Telefood’ project for Cape Coast school for the deaf inaugurated

Cape Coast, Jan. 16, GNA- A 44-million cedi ‘Telefood’ project for the Cape Coast School for the Deaf was on Friday inaugurated by Miss Christine Churcher, Minister of State In-Charge of basic, secondary and girl-child education at a ceremony at the school.

The Food and Agricultural Organisation (FAO) is sponsoring the project, which consists of grasscutter rearing, a piggery and the cultivation of assorted vegetables as part of its ‘Telefood and Growing Connections Project’. The project, is aimed at helping students of the school to acquire practical knowledge and skills, to enable them to earn their living after school, and it is at the same time, to supplement their nutritional needs.

Cardinal Peter Appiah Turkson, Archbishop of the Catholic Diocese of Cape Coast, assisted in the inauguration of the project. In an address read for him, the Minister of Food and Agriculture, Major (rtd), Courage Quashigah observed that grasscutter domestication and rearing had become popular and lucrative, with a lot of the youth taking advantage of it to raise their standard of living. He appealed to all stakeholders to provide the necessary technical assistance that would ensure the sustainability of the project to ensure that its objectives of providing income and food supplement as well as skills for the students was achieved.

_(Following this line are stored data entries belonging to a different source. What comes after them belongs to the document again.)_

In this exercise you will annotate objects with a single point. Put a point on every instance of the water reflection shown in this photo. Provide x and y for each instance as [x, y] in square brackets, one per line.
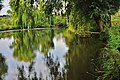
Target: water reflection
[46, 55]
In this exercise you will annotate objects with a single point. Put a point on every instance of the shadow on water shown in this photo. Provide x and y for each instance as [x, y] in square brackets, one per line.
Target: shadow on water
[47, 55]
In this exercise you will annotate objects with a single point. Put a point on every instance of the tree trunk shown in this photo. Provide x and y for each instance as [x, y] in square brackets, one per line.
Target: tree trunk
[99, 23]
[109, 24]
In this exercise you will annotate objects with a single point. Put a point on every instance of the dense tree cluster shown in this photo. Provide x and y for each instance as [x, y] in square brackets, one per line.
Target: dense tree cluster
[97, 11]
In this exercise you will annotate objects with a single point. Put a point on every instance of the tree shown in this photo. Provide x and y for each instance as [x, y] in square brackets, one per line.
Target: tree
[1, 4]
[22, 13]
[98, 10]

Ms Churcher, said her ministry would collaborate with the Ministry of Food and Agriculture to assist schools, which wish to establish farms to cater for their nutritional needs, as well as train interested students, who would want to take up agriculture as a profession. She pledged five million cedis from her MP’s Common Fund to further assist the project in the school.

The Central Regional Minister, Mr. Isaac Edumadze, in a speech read for him also urged the management of the school to manage the project responsibly to ensure its sustainability.

The headmaster of the school, Mr. Robert Harrison Akyea, expressed gratitude to the FAO for its immense role in the setting up of the project. He said the school would establish a revolving fund for the Telefood project, whereby revenue accruing from the sale of the products would be used in expanding the project.

Mr. Akyea said the school, has been selected to run post- JSS vocational courses, such as animal husbandry and appealed to organisations and individuals for assistance. He also appealed to the Ministry of Education, Youth and Sports to assist the school to complete work on some staff bungalows, which had come to a standstill.